'Face to Face Time' Review: Izzy Shill's SXSW short film is a hilarious case study of insecurity and deceit
Spoilers for ‘Face to Face Time’
2020 has witnessed a massive shift in human behavior. Thanks to the coronavirus pandemic, being locked inside homes has become a reality for millions and millions of people across the globe. A state of lockdown, however necessary it is, does not change the fact that we still need contact with other human beings. Subsequently, video chats have become our new best friend. In that respect, Izzy Shill’s SXSW short film ‘Face to Face Time’ comes as a rude shock.
The six-minute-something film that stars Shill as Claire and Sean Patrick McGowan as Danny, a man she’s been out on two dates with and has a big crush on, is disturbingly funny while being painfully human. It begins with Claire preparing herself. She tidies her dress, makes sure her breasts look good, cleans her bed and then rolls over it a bit to make it just the right amount of messy. She obsesses over every detail in the frame. What frame? The frame of her phone camera as she hits Danny up on FaceTime.
Claire’s prep, as one could foresee, is met with lackluster enthusiasm from the man of her recent dreams. But it only gets worse.

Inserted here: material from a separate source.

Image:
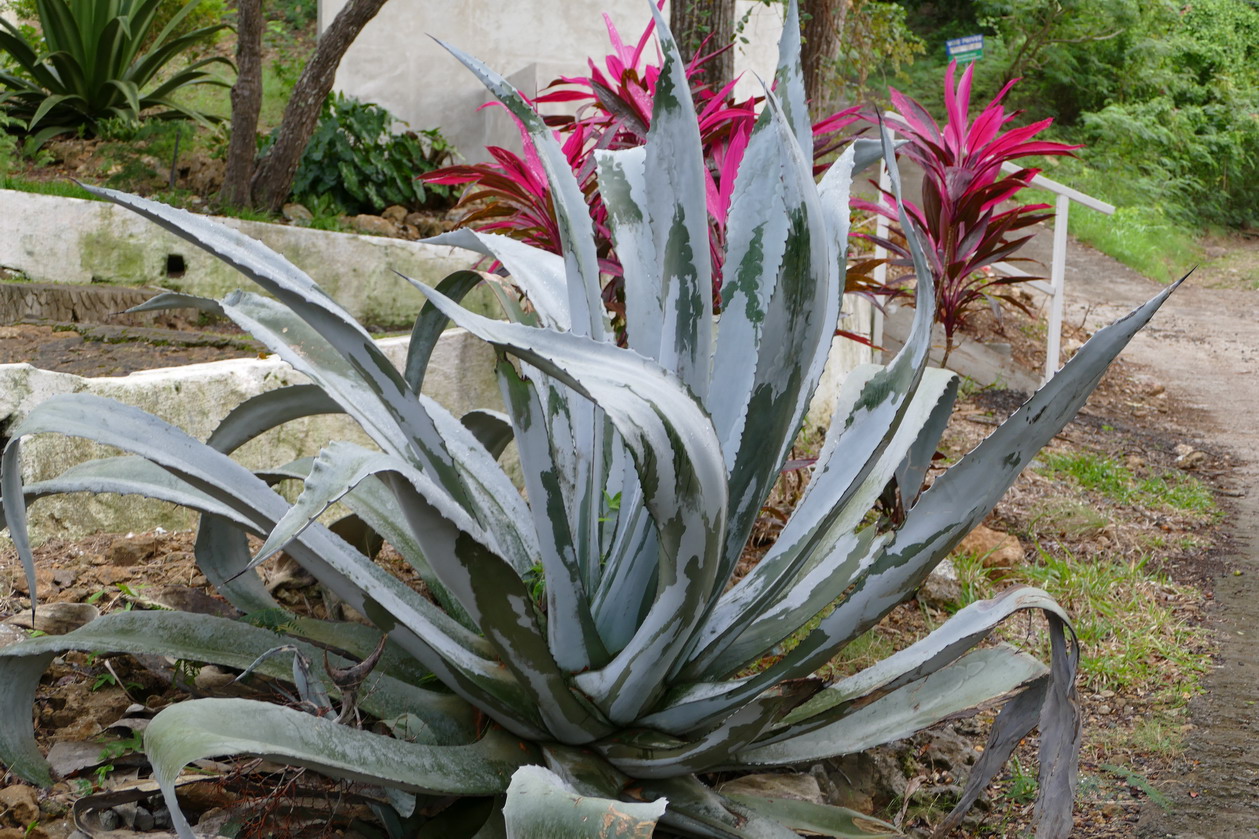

Aside from commenting that Claire looks like a “cam girl” because of the way she had placed her phone, Danny spends more time texting than actually paying attention to her. And yet, things get worse.
When Claire tries to initiate some extremely awkward FaceTime sex, Danny pays a bit more attention. But he seems entirely too interested in getting his own rocks off rather than having an intimate time with Claire. He makes inane comments like “nice bra”, “what’s the color of your underwear”, while violently masturbating to what he sees on the screen. Even as Claire tries to make the experience hotter, Danny already looks like he’s about to finish. And then things get even worse.
The laptop or iPad or whatever Danny was talking to Claire on, tilts downward and we catch a glimpse of what’s happening in the southern hemisphere. Danny’s supposed crescendo of passion was an act. He was only pretending to masturbate. Obviously, Claire is hurt. She feels angry and disgusted and sad and decides to leave. In a bid to save himself, Danny tries to flatter, says he likes her, and then starts to explain why he was acting turned on.
As Claire’s interest piques, the chat hangs and the screen freezes.
Shill’s film is positively a nightmare for all couples and would-be couples who find themselves separated by the COVID-19 lockdown. It begs them to question if their passionate escapades on video chats are as real as they seem. If ‘Gone Girl’ managed to make partners mistrust each other, wondering if the other was always planning to ruin their lives, ‘Face to Face Time’ plants a hilarious seed of mistrust among those who partake in sexting, not just now, but really at any time.
Both Shill and McGowan are fantastic in their performances as they emulate the tropes of the needy and the casually disinterested. The story despite its seemingly trivial subject matter makes a delightful case study of human behavior in the space of technology-based communication. Shill’s writing and performance also bring out themes of insecurity, low self-esteem, and measuring one’s self-worth in external loci.
In just about six minutes, this film entertains, tickles, and makes you self-conscious, forcing you to reevaluate your past experiences. And by any standard, that’s a spectacular feat.
'Face to Face Time' is part of Amazon Prime Video’s SXSW 2020 Film Festival Collection which is available to be streamed from April 27–May 6.